Mon prochain client attend sagement sur un des fauteuils en cuir de l'entrée, je m'approche vers lui :

-« C'est pour le piercing à la langue ? »

Le jeune sourit de toutes ses dents, il doit tout juste avoir dix-huit ans.

-« Allez si t'es prêt et sûr de toi, on y va. »

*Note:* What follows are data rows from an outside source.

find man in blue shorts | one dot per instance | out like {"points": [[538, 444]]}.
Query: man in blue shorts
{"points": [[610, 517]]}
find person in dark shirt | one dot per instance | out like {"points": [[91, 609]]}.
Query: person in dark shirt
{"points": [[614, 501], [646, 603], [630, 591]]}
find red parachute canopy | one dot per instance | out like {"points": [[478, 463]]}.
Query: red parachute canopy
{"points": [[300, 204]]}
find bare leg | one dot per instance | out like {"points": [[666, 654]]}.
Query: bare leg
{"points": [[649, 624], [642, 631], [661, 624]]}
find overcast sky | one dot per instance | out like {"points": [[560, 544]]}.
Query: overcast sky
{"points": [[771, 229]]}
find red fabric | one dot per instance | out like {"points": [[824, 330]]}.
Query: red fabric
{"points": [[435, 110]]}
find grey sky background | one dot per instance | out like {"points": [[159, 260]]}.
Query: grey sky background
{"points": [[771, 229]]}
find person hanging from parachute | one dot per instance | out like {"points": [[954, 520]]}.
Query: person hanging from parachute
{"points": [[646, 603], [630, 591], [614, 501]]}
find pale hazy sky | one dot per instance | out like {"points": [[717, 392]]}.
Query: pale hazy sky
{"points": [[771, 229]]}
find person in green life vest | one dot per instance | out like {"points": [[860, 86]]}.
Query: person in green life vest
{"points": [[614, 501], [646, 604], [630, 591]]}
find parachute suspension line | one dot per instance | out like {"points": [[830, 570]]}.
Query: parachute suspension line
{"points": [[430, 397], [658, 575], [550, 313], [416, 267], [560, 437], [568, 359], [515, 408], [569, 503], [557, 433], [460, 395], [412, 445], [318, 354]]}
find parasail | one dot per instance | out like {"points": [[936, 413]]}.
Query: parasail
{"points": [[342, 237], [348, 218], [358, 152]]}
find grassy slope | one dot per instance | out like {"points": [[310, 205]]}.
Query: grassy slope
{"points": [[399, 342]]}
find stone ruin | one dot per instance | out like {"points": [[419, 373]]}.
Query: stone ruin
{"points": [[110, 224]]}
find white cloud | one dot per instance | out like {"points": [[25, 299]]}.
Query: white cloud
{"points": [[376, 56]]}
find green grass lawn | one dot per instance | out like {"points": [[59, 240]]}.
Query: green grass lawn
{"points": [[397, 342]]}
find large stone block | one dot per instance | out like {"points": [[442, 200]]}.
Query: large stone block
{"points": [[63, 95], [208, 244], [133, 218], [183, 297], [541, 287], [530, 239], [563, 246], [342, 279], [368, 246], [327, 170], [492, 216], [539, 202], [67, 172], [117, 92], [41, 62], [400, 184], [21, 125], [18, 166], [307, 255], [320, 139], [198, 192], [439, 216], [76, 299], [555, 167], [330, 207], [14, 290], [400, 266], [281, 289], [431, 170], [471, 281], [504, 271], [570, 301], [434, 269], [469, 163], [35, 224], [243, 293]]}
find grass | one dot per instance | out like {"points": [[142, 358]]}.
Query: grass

Je lui montre ma salle de travail, il hoche la tête et se dirige vers celle-ci. Au même moment Sacha sort de 4h de tattoo portrait couleur intense et le regarde de la tête au pied.

-« Encore un puceau ? » dit-elle un peu trop fort.

Je ris, elle doit avoir raison, vu comme il vient de baisser la tête, les oreilles rouge de honte. Je lui dis de s'installer confortablement sur le siège, et je prépare mon matériel. Une fois prête, je m'approche du petit, et lui fait faire un bain de bouche, trace les deux points qui me serviront de guide, attrape ma pince et lui plante l'aiguille.

-« Voilà, c'est fait. »

Il se regarde dans le miroir tout en tirant ça langue qui commence déjà un peu à gonfler et me sort :

-« Ze vais avoir trop la classe avec za !! Merzi ! »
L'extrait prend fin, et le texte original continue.